Capping the quarter was ConocoPhillips’ late September move to solidify its position as a leading Permian producer by acquiring Shell’s position in the Delaware Basin for $9.5 billion, a deal that moved Conoco into second place for total Permian production.
In contrast with all the other large deals from the last 12 months that involved buying a company using equity, Conoco paid cash in this asset deal. Combined with a few more modest sized deals, the acquisition drove $12 billion in total Permian M&A in Q3, with the basin easily retaining its top position as most active for deals and most competitive for acreage.
While Shell’s sale was the most prominent example, there was a broader uptick in asset deals collectively. The boost in asset sales is a natural outgrowth of corporate consolidation as buyers comb through their expanded portfolios and find assets that don’t fit their development plans. These assets, which often fall outside the core development areas for public companies, create opportunities for private equity investors. Privately funded buyers increased their share of acquisitions to about one-fifth by value.
“Private equity still has dry powder for deals,” stated Dittmar. “They are using this to target assets being tagged as non-core by public companies. Once you step out of the core of the Permian Basin and a few other key areas, competition for deals drops, and these positions are often available at buyer-friendly price points. That said, private equity is still a net seller in the space and likely to remain so for the foreseeable future given the number of investments outstanding and how long that capital has been deployed.”
A few other private equity investments found satisfactory conclusions in Q3. That includes Blackstone-backed Primexx Energy Partners, which sold its position in the Delaware Basin to Callon Petroleum for nearly $800 million. Like nearly all other recent private equity exits, the deal included a healthy dose of buyer equity to the sellers. With tailwinds from strong stock price performance for public E&Ps, that has been an additional source of value for sellers as shares have generally appreciated in value after the deals close.
One exit option that hasn’t been broadly pursued by private companies is an IPO; the lone new public upstream E&P, Vine Energy which went public last March, ended its short-lived run as a standalone public company when it agreed to be acquired by Chesapeake Energy for $2.2 billion in the largest corporate deal of Q3.
The acquisition enhanced Chesapeake’s holdings in the Haynesville play as part of its shift toward natural gas. The Haynesville is seen by producers as having more room to grow relative to Appalachia because of its infrastructure. While Chesapeake already had exposure in both plays, other companies that are only in Appalachia may look to add a Haynesville position, like Southwestern did last quarter.
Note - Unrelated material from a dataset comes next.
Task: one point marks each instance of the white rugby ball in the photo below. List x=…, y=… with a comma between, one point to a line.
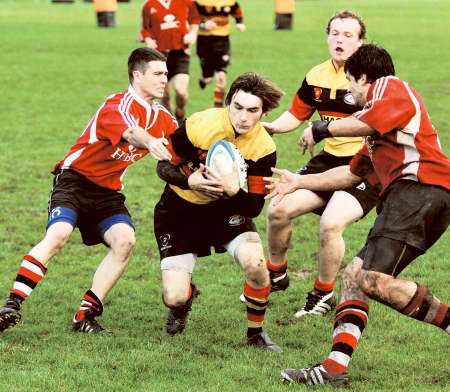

“There are still opportunities for public company consolidation as well as potential private sellers looking to capitalize on price levels for both gas and oil not seen in years,” concluded Dittmar. “But the sense of urgency seems to have left the deal market. Through the end of the year, we are likely to see mostly smaller sized asset deals as companies trim their portfolios with the chance of an occasional larger public company merger or private E&P sale.”